In June of last year, when many of us had been mostly confined to our homes for weeks, this lawn offered us a place to be together.  It was a place where we could see faces in three dimensions and hear other voices recite the words of the Lord’s Prayer in concert with our own.  Preaching to people for that first time, after three months of preaching to my phone, meant more to me than I could have ever anticipated.  This lawn hosted Mthr.

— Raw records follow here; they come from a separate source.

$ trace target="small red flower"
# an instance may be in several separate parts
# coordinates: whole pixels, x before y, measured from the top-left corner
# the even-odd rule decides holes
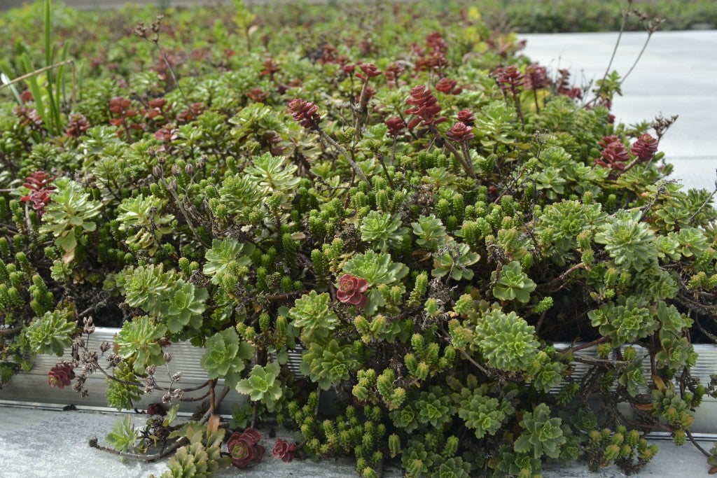
[[[40,216],[44,214],[44,207],[49,204],[50,196],[55,187],[48,186],[54,179],[54,176],[50,176],[44,171],[35,171],[30,175],[24,186],[29,189],[32,192],[27,196],[20,198],[22,202],[32,202],[32,209],[37,211]]]
[[[617,139],[617,137],[614,137],[615,140],[611,141],[613,138],[613,136],[603,137],[602,141],[600,142],[600,145],[603,146],[603,150],[600,151],[601,157],[596,158],[593,163],[603,168],[625,169],[625,163],[630,161],[630,156],[625,145]]]
[[[465,123],[467,126],[473,126],[475,124],[475,117],[473,116],[473,113],[470,112],[470,110],[461,110],[458,112],[457,118],[458,118],[458,121]]]
[[[318,107],[310,101],[294,98],[289,102],[289,113],[294,121],[301,123],[304,128],[318,128],[321,116],[317,113]]]
[[[343,303],[348,302],[356,307],[364,307],[368,300],[364,292],[368,288],[369,282],[366,279],[355,277],[351,274],[344,274],[338,279],[336,298]]]
[[[406,100],[406,103],[413,105],[414,107],[408,108],[404,113],[418,117],[409,122],[408,127],[410,129],[413,129],[422,123],[427,126],[432,126],[447,119],[445,116],[439,116],[441,107],[438,104],[438,100],[431,90],[423,85],[414,86],[411,90],[411,97]]]
[[[491,74],[498,86],[503,91],[510,91],[512,94],[516,95],[518,89],[523,86],[523,74],[518,71],[514,65],[508,67],[500,67],[493,70]]]
[[[473,133],[471,133],[471,130],[473,129],[470,126],[466,125],[465,123],[459,122],[453,125],[448,130],[446,133],[446,137],[456,143],[470,141],[473,139]]]
[[[232,457],[232,464],[244,469],[252,463],[258,463],[264,457],[264,447],[259,444],[262,434],[256,429],[248,428],[244,431],[234,431],[229,437],[227,447]]]
[[[640,161],[647,163],[650,161],[657,152],[657,140],[647,133],[637,138],[632,144],[630,153],[633,156],[640,158]]]
[[[379,70],[379,67],[373,63],[361,63],[358,65],[358,67],[361,68],[362,72],[364,72],[364,74],[361,75],[361,73],[356,73],[356,77],[361,78],[364,81],[369,81],[369,78],[377,77],[383,73],[383,72]]]
[[[75,378],[75,371],[72,365],[62,363],[52,367],[47,373],[47,383],[49,386],[64,388],[71,385],[71,381]]]
[[[391,136],[397,135],[401,130],[406,128],[406,122],[398,116],[391,116],[385,123],[386,125],[389,127],[389,134]]]
[[[296,451],[296,444],[289,443],[286,440],[280,438],[276,439],[274,444],[274,449],[271,451],[271,454],[274,458],[278,458],[282,462],[288,463],[294,459],[294,453]]]

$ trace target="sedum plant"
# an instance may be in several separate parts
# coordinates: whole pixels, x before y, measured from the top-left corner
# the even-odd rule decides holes
[[[296,440],[275,457],[362,477],[627,472],[646,434],[691,438],[716,395],[694,344],[717,334],[717,210],[668,178],[673,118],[617,123],[618,73],[576,86],[473,7],[229,8],[122,11],[128,37],[50,15],[97,39],[62,37],[88,59],[52,120],[40,86],[62,75],[23,77],[52,45],[21,27],[32,7],[0,16],[19,77],[0,87],[0,386],[67,353],[48,387],[158,392],[168,416],[158,398],[105,441],[174,453],[166,476],[257,462],[272,420]],[[95,325],[118,328],[99,353]]]

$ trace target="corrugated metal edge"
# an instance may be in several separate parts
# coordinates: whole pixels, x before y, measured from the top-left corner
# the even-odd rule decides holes
[[[119,331],[116,328],[98,328],[92,335],[90,343],[90,350],[100,353],[100,344],[103,340],[112,342],[115,333]],[[571,344],[567,343],[556,343],[554,344],[557,349],[566,349],[579,344]],[[717,345],[695,345],[695,350],[699,354],[697,365],[693,368],[693,375],[700,378],[703,383],[707,383],[710,381],[710,374],[717,373]],[[643,369],[650,372],[650,360],[645,349],[635,347],[639,355],[645,357],[643,360]],[[173,343],[166,348],[166,351],[172,354],[172,360],[168,364],[168,371],[165,372],[166,368],[158,367],[156,374],[158,381],[161,385],[168,384],[168,377],[171,373],[178,371],[182,372],[181,381],[179,383],[180,388],[189,388],[204,383],[206,380],[206,373],[199,366],[199,360],[204,353],[203,349],[194,347],[188,342]],[[301,376],[299,372],[299,365],[301,364],[301,349],[290,353],[288,366],[292,373],[297,376]],[[596,358],[597,356],[596,348],[579,350],[576,355],[585,358]],[[19,373],[15,376],[5,388],[0,390],[0,404],[3,403],[32,403],[34,406],[57,407],[62,408],[63,406],[73,404],[77,407],[88,409],[97,409],[104,411],[115,411],[114,408],[107,408],[107,402],[105,399],[105,391],[107,386],[105,377],[100,373],[96,373],[87,378],[86,383],[90,396],[82,398],[78,393],[72,391],[69,388],[62,390],[51,388],[47,385],[47,371],[59,361],[69,360],[71,357],[70,354],[65,354],[62,357],[52,355],[38,355],[35,360],[35,368],[29,372]],[[100,360],[104,360],[100,358]],[[100,362],[102,363],[102,362]],[[574,363],[575,371],[578,373],[584,373],[589,365],[580,363]],[[162,380],[163,378],[164,380]],[[219,385],[223,385],[223,382],[219,381]],[[554,391],[559,390],[560,387],[556,387]],[[645,391],[647,391],[647,388]],[[187,395],[196,396],[202,392],[194,393]],[[151,394],[145,395],[142,399],[135,403],[138,408],[144,408],[151,403],[161,401],[162,393],[155,391]],[[222,406],[219,410],[220,413],[231,413],[232,407],[234,403],[242,403],[246,401],[244,396],[234,392],[230,392],[222,403]],[[184,412],[191,412],[196,406],[196,403],[183,403],[181,410]],[[695,414],[695,424],[693,426],[693,431],[695,433],[707,434],[709,436],[717,437],[717,400],[711,397],[706,397],[701,406],[697,409]]]

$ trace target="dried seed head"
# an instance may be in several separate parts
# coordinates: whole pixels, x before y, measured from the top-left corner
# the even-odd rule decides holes
[[[657,152],[657,139],[652,138],[647,133],[645,133],[637,138],[637,140],[632,143],[630,153],[633,156],[640,158],[640,161],[647,163],[655,157],[655,153]]]

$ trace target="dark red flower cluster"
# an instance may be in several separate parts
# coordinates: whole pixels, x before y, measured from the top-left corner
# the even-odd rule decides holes
[[[277,458],[282,462],[288,463],[294,459],[294,453],[296,452],[296,444],[289,444],[286,440],[280,438],[276,439],[274,444],[274,449],[271,451],[271,454],[274,458]]]
[[[344,274],[338,279],[338,290],[336,291],[336,298],[344,303],[349,303],[356,307],[364,307],[368,297],[364,292],[369,288],[369,282],[366,279],[355,277],[351,274]]]
[[[383,73],[383,72],[379,70],[379,67],[373,63],[361,63],[358,65],[358,68],[361,69],[363,74],[356,73],[356,77],[361,78],[364,81],[369,81],[369,78],[377,77]]]
[[[58,363],[47,372],[47,383],[53,388],[64,388],[70,386],[72,378],[75,378],[74,368],[65,362]]]
[[[67,118],[67,124],[65,126],[65,134],[74,138],[79,138],[83,133],[90,129],[90,122],[85,115],[73,113]]]
[[[603,136],[600,145],[602,146],[601,157],[593,161],[594,164],[610,169],[625,169],[626,163],[630,161],[630,156],[619,138],[614,135]]]
[[[244,431],[234,431],[229,437],[227,447],[232,457],[232,464],[237,468],[247,468],[252,463],[259,463],[264,457],[264,447],[259,444],[262,434],[259,430],[248,428]]]
[[[465,143],[473,139],[473,133],[471,132],[473,129],[465,123],[459,121],[446,132],[446,137],[456,143]]]
[[[471,113],[470,110],[461,110],[458,112],[457,118],[458,118],[458,121],[465,123],[468,126],[473,126],[475,124],[475,117],[473,116],[473,113]]]
[[[164,416],[167,414],[167,411],[164,408],[164,405],[162,403],[150,403],[147,406],[147,414],[148,415],[159,415],[160,416]]]
[[[144,112],[144,115],[148,118],[154,119],[159,116],[164,116],[164,107],[167,105],[167,100],[164,98],[153,98],[147,102],[149,109]],[[170,105],[167,109],[171,110],[172,105]]]
[[[436,90],[445,95],[460,95],[463,89],[457,87],[458,82],[448,78],[441,78],[436,83]]]
[[[414,86],[411,90],[411,97],[407,100],[406,102],[413,105],[414,107],[408,108],[404,113],[407,115],[415,115],[417,117],[409,122],[409,129],[413,129],[422,123],[426,126],[432,126],[447,119],[445,116],[439,116],[441,107],[438,104],[438,100],[431,90],[423,85]]]
[[[523,86],[523,73],[521,73],[514,65],[498,67],[493,71],[491,75],[498,82],[498,86],[503,91],[509,91],[513,95],[517,95]]]
[[[304,128],[318,128],[321,116],[318,114],[318,107],[310,101],[300,98],[294,98],[289,102],[289,113],[294,121],[297,121]]]
[[[32,209],[40,216],[44,214],[44,207],[49,204],[49,195],[55,190],[54,186],[48,186],[54,179],[44,171],[35,171],[25,180],[24,186],[32,191],[27,196],[23,196],[20,201],[32,202]]]
[[[657,143],[656,138],[646,133],[632,143],[630,153],[633,156],[640,158],[640,161],[647,163],[651,161],[655,157],[655,153],[657,152]]]
[[[545,67],[539,64],[528,64],[526,67],[526,75],[523,87],[526,90],[540,90],[548,86],[548,73]]]
[[[252,88],[247,92],[247,97],[257,103],[263,103],[269,97],[269,92],[261,88]]]
[[[389,134],[391,136],[397,135],[403,128],[406,128],[406,122],[399,116],[391,116],[385,123],[389,127]]]

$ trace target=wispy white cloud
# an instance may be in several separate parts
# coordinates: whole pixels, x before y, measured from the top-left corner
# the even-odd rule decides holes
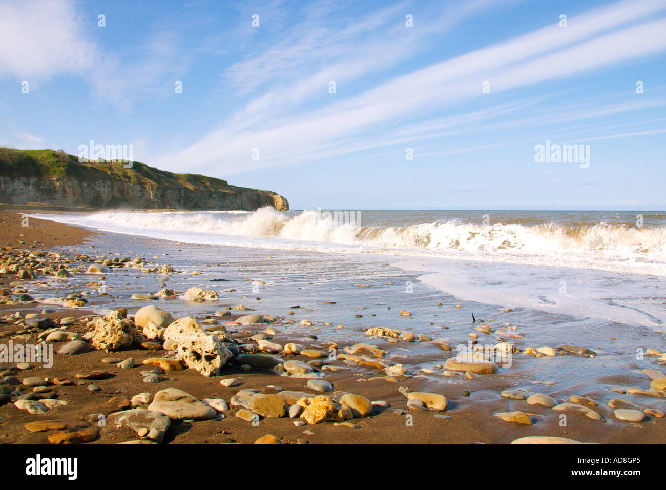
[[[322,148],[327,149],[329,157],[336,151],[340,154],[352,151],[353,141],[346,145],[339,143],[352,135],[359,149],[367,148],[373,140],[388,144],[384,138],[387,124],[392,124],[396,131],[396,127],[399,131],[409,119],[420,117],[426,119],[423,124],[427,125],[435,117],[434,113],[442,107],[484,97],[484,81],[490,81],[492,93],[498,93],[661,51],[666,49],[666,19],[645,18],[664,10],[666,4],[661,1],[620,2],[569,18],[565,28],[553,22],[528,34],[394,77],[353,97],[333,98],[318,108],[293,111],[281,117],[261,118],[262,111],[253,110],[270,107],[276,101],[279,103],[279,91],[269,89],[250,101],[240,113],[242,117],[236,115],[220,129],[176,155],[163,157],[158,163],[168,167],[186,159],[228,175],[312,161],[321,157]],[[356,42],[361,43],[358,50],[364,51],[362,41],[357,39]],[[297,46],[293,49],[298,52]],[[312,90],[313,79],[304,79],[307,87],[300,90]],[[253,117],[247,117],[253,113]],[[432,120],[435,125],[442,123]],[[450,122],[462,123],[464,119]],[[394,142],[405,137],[397,132],[396,136]],[[258,149],[259,160],[251,159],[253,148]]]
[[[0,3],[0,77],[81,74],[99,55],[83,19],[67,0]]]

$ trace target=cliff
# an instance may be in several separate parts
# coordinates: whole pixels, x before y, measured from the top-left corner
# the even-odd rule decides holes
[[[53,150],[0,147],[0,203],[143,209],[243,209],[289,203],[271,191],[230,185],[226,181],[172,173],[135,162],[81,163]]]

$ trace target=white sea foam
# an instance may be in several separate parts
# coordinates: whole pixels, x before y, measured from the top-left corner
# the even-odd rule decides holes
[[[482,225],[448,220],[334,226],[314,211],[124,211],[39,216],[116,233],[210,245],[598,269],[666,276],[666,227],[601,222]]]

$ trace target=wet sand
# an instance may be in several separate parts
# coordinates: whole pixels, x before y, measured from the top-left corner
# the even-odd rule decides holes
[[[0,243],[9,245],[16,249],[24,247],[27,250],[46,250],[50,241],[59,245],[80,245],[87,238],[93,236],[90,233],[75,227],[59,225],[43,220],[30,219],[30,226],[21,226],[21,215],[12,213],[3,213],[1,221],[4,225],[0,227],[2,240]],[[23,235],[23,236],[21,236]],[[128,240],[129,240],[128,237]],[[18,243],[23,241],[24,244]],[[31,245],[34,245],[32,249]],[[4,250],[5,253],[11,251]],[[118,251],[126,253],[127,251]],[[75,259],[72,253],[72,262],[67,267],[87,267],[92,262],[88,259]],[[2,275],[3,283],[17,284],[17,277],[13,274]],[[39,281],[39,275],[35,279]],[[91,277],[91,281],[96,279]],[[5,286],[6,287],[6,286]],[[18,285],[13,286],[14,291],[20,291]],[[132,286],[126,286],[131,291],[135,291]],[[15,297],[18,293],[12,294]],[[153,301],[147,301],[149,305]],[[156,303],[156,306],[158,305]],[[123,305],[119,305],[121,307]],[[22,303],[0,305],[0,314],[6,316],[10,313],[20,311],[25,316],[31,313],[39,313],[49,305],[35,303]],[[161,302],[159,307],[168,309],[168,303]],[[81,335],[90,331],[87,327],[89,319],[95,316],[94,297],[91,297],[89,303],[81,308],[70,308],[65,310],[57,309],[53,313],[40,314],[40,317],[62,319],[75,317],[79,319],[73,325],[63,329]],[[131,308],[128,311],[131,316],[138,308]],[[248,337],[256,333],[263,333],[266,328],[273,327],[280,330],[280,325],[285,325],[284,315],[288,310],[285,305],[285,311],[274,312],[272,314],[278,321],[272,323],[254,325],[232,325],[227,327],[228,335],[240,343],[252,343]],[[233,311],[233,313],[236,312]],[[243,313],[252,313],[252,311]],[[218,324],[229,323],[240,316],[218,317],[208,314],[202,314],[198,319],[203,320],[204,317],[215,321]],[[0,341],[7,343],[13,339],[15,343],[34,341],[39,331],[31,333],[33,339],[26,341],[14,338],[20,335],[25,327],[13,325],[13,321],[5,319],[0,323]],[[335,328],[334,325],[332,328]],[[314,331],[316,333],[316,331]],[[30,333],[29,332],[28,333]],[[312,349],[326,348],[316,340],[308,339],[302,336],[296,338],[286,337],[282,333],[267,337],[271,342],[284,345],[288,342],[305,344]],[[406,343],[390,341],[384,338],[368,337],[366,343],[372,344],[379,349],[390,351],[396,346],[403,348],[418,347],[420,343]],[[57,351],[62,343],[53,343],[54,351]],[[338,343],[338,352],[344,352],[348,347],[342,341]],[[411,350],[411,349],[410,349]],[[442,364],[447,358],[455,356],[455,350],[441,353]],[[660,443],[666,437],[666,421],[655,416],[648,416],[644,421],[633,423],[618,421],[613,415],[612,409],[602,401],[609,397],[609,393],[604,388],[598,393],[580,393],[596,401],[598,405],[590,408],[600,415],[603,421],[593,420],[578,411],[567,411],[559,412],[539,405],[529,405],[525,400],[507,399],[502,398],[499,393],[501,390],[510,389],[516,386],[523,386],[531,383],[534,387],[531,393],[549,393],[557,398],[559,402],[569,401],[568,396],[553,393],[547,381],[538,379],[529,379],[520,369],[520,356],[514,359],[515,367],[509,375],[490,374],[474,376],[472,379],[465,379],[464,383],[458,383],[442,387],[425,377],[419,376],[416,369],[411,375],[395,375],[388,377],[382,370],[369,366],[349,365],[338,358],[334,360],[324,359],[324,363],[332,366],[347,368],[339,372],[322,371],[326,381],[334,387],[333,392],[317,393],[306,385],[307,379],[285,377],[276,375],[271,370],[253,368],[249,371],[243,371],[240,365],[232,361],[228,362],[222,368],[221,375],[208,377],[202,375],[194,369],[186,369],[182,371],[166,371],[162,375],[168,378],[159,383],[146,383],[140,371],[152,368],[152,366],[142,365],[142,361],[149,357],[171,357],[172,351],[164,350],[147,350],[145,349],[131,349],[117,352],[107,353],[104,351],[92,351],[75,355],[55,354],[53,366],[51,368],[41,367],[35,363],[33,367],[25,370],[15,369],[14,365],[0,363],[0,378],[13,376],[18,379],[27,377],[39,377],[47,379],[47,388],[57,395],[60,400],[70,402],[51,409],[46,414],[31,414],[25,410],[17,409],[13,405],[16,397],[12,395],[11,401],[7,401],[0,406],[0,442],[4,443],[49,443],[47,437],[49,432],[31,432],[25,425],[36,420],[56,420],[69,423],[79,423],[87,421],[91,414],[103,413],[109,415],[117,411],[119,407],[127,407],[129,399],[143,392],[155,394],[159,390],[166,388],[178,388],[186,391],[198,399],[205,398],[222,398],[228,403],[240,390],[256,389],[264,393],[276,393],[277,390],[270,387],[278,387],[283,390],[304,391],[312,395],[331,396],[335,399],[342,393],[352,393],[361,395],[370,401],[383,401],[389,406],[383,408],[376,406],[369,416],[357,417],[350,421],[356,428],[348,425],[335,425],[334,422],[324,421],[316,425],[305,425],[295,427],[294,420],[288,417],[278,419],[262,418],[257,426],[234,416],[240,407],[230,407],[224,411],[218,418],[193,422],[174,423],[165,436],[164,443],[220,443],[225,442],[254,443],[257,439],[267,434],[276,436],[285,443],[392,443],[392,444],[419,444],[419,443],[508,443],[520,437],[527,436],[553,436],[567,437],[578,441],[603,443]],[[411,370],[410,366],[416,366],[424,360],[423,356],[433,354],[418,353],[415,349],[413,355],[406,352],[404,365]],[[283,360],[301,360],[304,362],[312,361],[310,357],[298,355],[284,355]],[[116,357],[125,359],[132,357],[135,360],[135,367],[121,369],[115,364],[102,363],[105,358]],[[657,358],[655,358],[656,361]],[[381,359],[378,359],[381,361]],[[547,361],[545,361],[547,362]],[[664,369],[659,364],[655,363],[653,369]],[[109,373],[107,379],[86,381],[81,382],[75,375],[92,369],[103,369]],[[457,379],[462,379],[462,374]],[[238,385],[226,387],[220,384],[220,381],[234,377],[238,379]],[[81,385],[53,385],[51,381],[56,378],[67,378],[70,381],[79,381]],[[392,379],[391,379],[392,378]],[[617,376],[609,382],[624,387],[640,386],[647,389],[650,378],[646,375],[643,377],[627,373],[625,376]],[[88,389],[90,384],[94,383],[101,388],[97,393]],[[398,391],[399,387],[406,389],[410,392],[431,392],[444,395],[448,400],[446,411],[422,410],[408,408],[407,398]],[[8,385],[4,389],[9,391],[15,389]],[[27,393],[30,389],[21,388],[21,392]],[[469,395],[467,396],[469,392]],[[45,393],[47,393],[45,390]],[[664,397],[659,393],[654,396],[641,395],[622,395],[613,393],[618,398],[629,400],[641,408],[651,407],[663,410]],[[509,422],[501,420],[494,415],[498,412],[519,411],[525,413],[532,423],[531,425]],[[561,426],[559,417],[565,413],[567,417],[566,427]],[[224,418],[222,418],[222,415]],[[446,417],[446,418],[443,418]],[[94,425],[95,424],[91,424]],[[127,429],[111,430],[102,427],[99,434],[90,443],[115,443],[137,439],[137,434]]]

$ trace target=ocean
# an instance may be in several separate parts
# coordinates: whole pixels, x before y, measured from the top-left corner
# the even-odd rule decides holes
[[[666,213],[642,214],[640,226],[637,215],[362,210],[342,225],[324,211],[272,209],[33,215],[109,232],[91,239],[94,248],[87,243],[63,250],[140,256],[178,271],[115,268],[105,277],[108,295],[94,297],[103,313],[147,304],[133,293],[198,286],[218,291],[220,299],[161,299],[159,307],[174,317],[201,317],[243,304],[288,319],[278,328],[291,339],[314,334],[320,341],[367,343],[367,329],[386,327],[454,349],[485,323],[494,333],[481,334],[480,346],[513,338],[521,350],[565,344],[593,349],[594,361],[521,355],[507,371],[521,385],[552,383],[553,393],[570,395],[637,383],[645,377],[641,369],[652,367],[645,351],[666,347]],[[91,280],[49,279],[29,292],[48,303],[47,297],[80,291]],[[313,326],[301,326],[303,320]],[[410,346],[397,347],[385,361],[441,371],[440,348]]]

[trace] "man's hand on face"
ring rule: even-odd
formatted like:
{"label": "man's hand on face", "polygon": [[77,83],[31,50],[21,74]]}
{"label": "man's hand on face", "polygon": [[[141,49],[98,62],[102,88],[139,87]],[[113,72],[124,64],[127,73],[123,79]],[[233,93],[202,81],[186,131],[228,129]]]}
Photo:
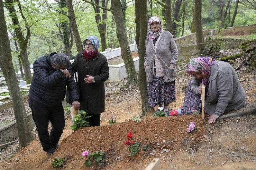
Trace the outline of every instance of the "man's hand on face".
{"label": "man's hand on face", "polygon": [[72,106],[72,107],[73,106],[74,106],[75,107],[75,110],[77,110],[78,109],[80,108],[80,103],[79,103],[79,102],[78,102],[77,101],[74,101],[72,103],[71,106]]}
{"label": "man's hand on face", "polygon": [[63,76],[66,76],[66,77],[67,78],[70,78],[71,77],[71,76],[69,72],[68,72],[68,70],[66,69],[60,69],[62,72],[62,75]]}

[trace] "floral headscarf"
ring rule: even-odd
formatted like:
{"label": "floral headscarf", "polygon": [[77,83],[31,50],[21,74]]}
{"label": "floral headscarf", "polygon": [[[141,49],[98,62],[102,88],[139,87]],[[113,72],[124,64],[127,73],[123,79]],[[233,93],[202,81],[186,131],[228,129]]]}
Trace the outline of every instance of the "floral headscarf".
{"label": "floral headscarf", "polygon": [[[151,30],[151,28],[150,27],[150,24],[154,21],[156,21],[159,22],[160,24],[160,28],[159,30],[157,32],[153,32]],[[148,37],[149,39],[149,41],[153,41],[156,38],[160,36],[163,32],[163,25],[161,20],[158,17],[154,16],[152,17],[148,20]]]}
{"label": "floral headscarf", "polygon": [[203,79],[202,82],[203,84],[206,84],[208,78],[211,76],[211,67],[215,64],[214,61],[215,59],[210,57],[200,57],[194,58],[189,62],[187,73],[196,78],[196,76],[192,74],[191,71],[201,72],[203,75],[207,75],[207,77]]}
{"label": "floral headscarf", "polygon": [[86,40],[89,40],[92,43],[94,47],[93,49],[95,51],[96,51],[100,48],[100,40],[97,37],[94,36],[90,36],[86,38],[83,42],[84,46],[85,43],[85,41]]}

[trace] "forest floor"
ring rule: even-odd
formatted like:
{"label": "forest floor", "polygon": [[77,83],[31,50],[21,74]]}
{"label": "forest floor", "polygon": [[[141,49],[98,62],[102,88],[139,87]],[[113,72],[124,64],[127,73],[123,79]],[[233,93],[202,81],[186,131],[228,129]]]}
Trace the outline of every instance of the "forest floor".
{"label": "forest floor", "polygon": [[[233,67],[238,67],[243,60],[235,60]],[[179,62],[178,69],[185,64]],[[184,92],[182,88],[192,78],[185,71],[177,72],[176,102],[169,106],[171,110],[182,105]],[[246,93],[247,106],[255,105],[256,70],[244,66],[237,72]],[[17,142],[0,151],[0,169],[54,169],[51,162],[63,157],[66,161],[60,169],[143,170],[154,158],[160,159],[162,170],[256,169],[255,114],[209,124],[199,115],[154,118],[153,113],[148,112],[138,123],[130,120],[129,112],[134,116],[141,113],[139,91],[135,85],[126,87],[126,82],[125,80],[106,83],[105,111],[101,115],[100,126],[82,128],[74,131],[70,128],[72,122],[68,114],[65,116],[66,127],[60,146],[54,154],[48,156],[43,151],[35,130],[35,140],[28,146],[15,153]],[[3,116],[11,114],[7,113],[11,112],[12,109],[1,114]],[[109,125],[111,116],[116,118],[118,123]],[[186,129],[191,121],[199,130],[187,133]],[[134,140],[141,146],[134,157],[129,156],[128,148],[124,144],[129,132],[133,133]],[[142,147],[145,145],[147,149],[144,150]],[[81,156],[85,150],[104,152],[102,166],[94,162],[92,167],[86,167],[84,162],[87,158]]]}

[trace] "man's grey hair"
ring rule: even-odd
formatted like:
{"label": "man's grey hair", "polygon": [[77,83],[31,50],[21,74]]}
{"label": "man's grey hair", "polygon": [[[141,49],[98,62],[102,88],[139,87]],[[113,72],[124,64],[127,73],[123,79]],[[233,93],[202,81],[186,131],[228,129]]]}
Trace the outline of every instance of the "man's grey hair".
{"label": "man's grey hair", "polygon": [[54,64],[56,67],[62,66],[67,68],[70,66],[70,61],[68,57],[63,53],[57,53],[51,57],[50,61],[52,64]]}

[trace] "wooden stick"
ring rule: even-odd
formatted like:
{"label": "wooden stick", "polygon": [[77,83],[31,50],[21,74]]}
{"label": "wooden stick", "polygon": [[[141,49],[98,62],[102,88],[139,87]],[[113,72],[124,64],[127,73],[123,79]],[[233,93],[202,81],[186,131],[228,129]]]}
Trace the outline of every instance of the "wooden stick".
{"label": "wooden stick", "polygon": [[4,144],[2,144],[1,145],[0,145],[0,147],[2,147],[3,146],[4,146],[4,145],[7,145],[7,144],[10,144],[11,143],[14,143],[15,142],[17,142],[18,141],[19,141],[19,140],[15,140],[13,141],[12,141],[11,142],[9,142],[7,143],[4,143]]}
{"label": "wooden stick", "polygon": [[148,165],[145,170],[159,170],[161,169],[160,159],[155,158]]}
{"label": "wooden stick", "polygon": [[202,118],[204,119],[204,94],[205,94],[205,87],[204,84],[202,84],[202,94],[201,94],[201,101],[202,102]]}
{"label": "wooden stick", "polygon": [[74,125],[74,122],[73,120],[75,117],[75,115],[79,114],[79,109],[76,110],[75,109],[74,106],[70,108],[70,113],[71,115],[71,119],[72,120],[72,124]]}

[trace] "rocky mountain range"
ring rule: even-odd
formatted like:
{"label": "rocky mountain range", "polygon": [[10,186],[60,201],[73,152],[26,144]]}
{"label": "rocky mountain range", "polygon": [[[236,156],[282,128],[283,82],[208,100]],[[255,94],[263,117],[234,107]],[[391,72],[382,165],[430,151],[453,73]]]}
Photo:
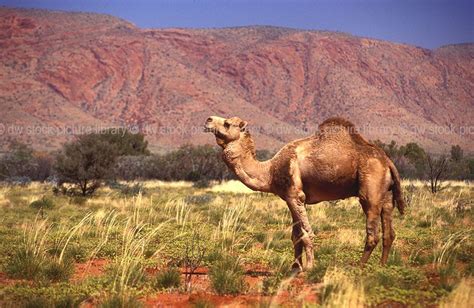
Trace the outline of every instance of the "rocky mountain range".
{"label": "rocky mountain range", "polygon": [[330,116],[367,139],[474,151],[474,44],[428,50],[266,26],[141,29],[108,15],[0,8],[0,143],[42,150],[105,127],[151,149],[214,144],[209,115],[248,120],[258,148]]}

Claire’s ordination to the priesthood.  It was where we welcomed saints through the waters of baptism and where we said goodbye to others.  When we received the host in September, after six months of hunger, we did so on this holy ground.  This grass has tasted the blood of Christ and holy waters and even some candle wax.  Like the pews inside, it is now saturated with the prayers of this congregation.

 

After the destruction of the Temple by the Babylonians in around the year 587 BCE, and after a long exile, the people of Judah, those who never gave up hope, returned to their land.  And from the rubble, of their buildings and of their lives, they rebuilt the Temple – not exactly as it was, but as they needed it to be.  And they stood in the shadow of that new age, wearing the scars of the past, changed but perhaps more deeply committed to those things that had sustained them in their times of trouble.  And in the steely cold of the shadows, their dreams suddenly appeared more vivid.  And their laughter meant more because they had earned it.  And their joy was more complete because they had walked the valley of the shadow of death.

 

Rather than forget the exile or downplay the pain, they embraced it as sacred memory.  Because it did not last forever.  Because the tears they sowed, grew into new songs of joy.

 

And like them, it is now our turn to say: the Lord has done great things for us.  And that is why we are here, together, today, a community that has survived hard things, that has traversed rocky roads, that has learned to dream the dreams of exiles.  We have shed tears, but we stand in this field with the God of the Harvest at our side.  The past has taught us what our present is teaching us: that God is with us, that God has a future for us. 

 

I stand on this South Lawn today and I look around.  And it feels to me, that while perhaps normal has lost its meaning, our move into the nave will introduce a little normalcy into our lives.  And this time of wilderness worship, will, I hope, be a strange but special memory.  Like the ancient Hebrews, perhaps we will look back on these days when God set a table for us under a blue sky as proof that there is healing even in times of illness.

 

We made this journey together.  Next week we will step into our beautiful building together.  And that is the only way we will realize the future God wants for us: together.  We will see better days; we might also see harder days.  But our memories will always remind us that the Lord has done great things for us. 

 

In the most challenging moments, I have been sustained by your amazing faith and your dedication.  In my moments of doubt, I have been humbled by your trust in me and your willingness to walk with God on uncharted paths.  After all we have been through, I now see in your faces a warmth able to cut through the coldest wind gust; I hear the hymns of praise you belted into a world of despair; I know the ways your love reached across distance and divides. 

 

It was never my intention, when I joined you as your rector, to lead you through a pandemic.  But together we are making our way – with love as our compass and grace in our steps.  I will never forget, I will always remember these many challenging months, these months of difficult decisions and unprecedented change, these months on the lawn.  And when I do, I will be reminded that, when life was hard and the future unclear, the Lord did great things for us.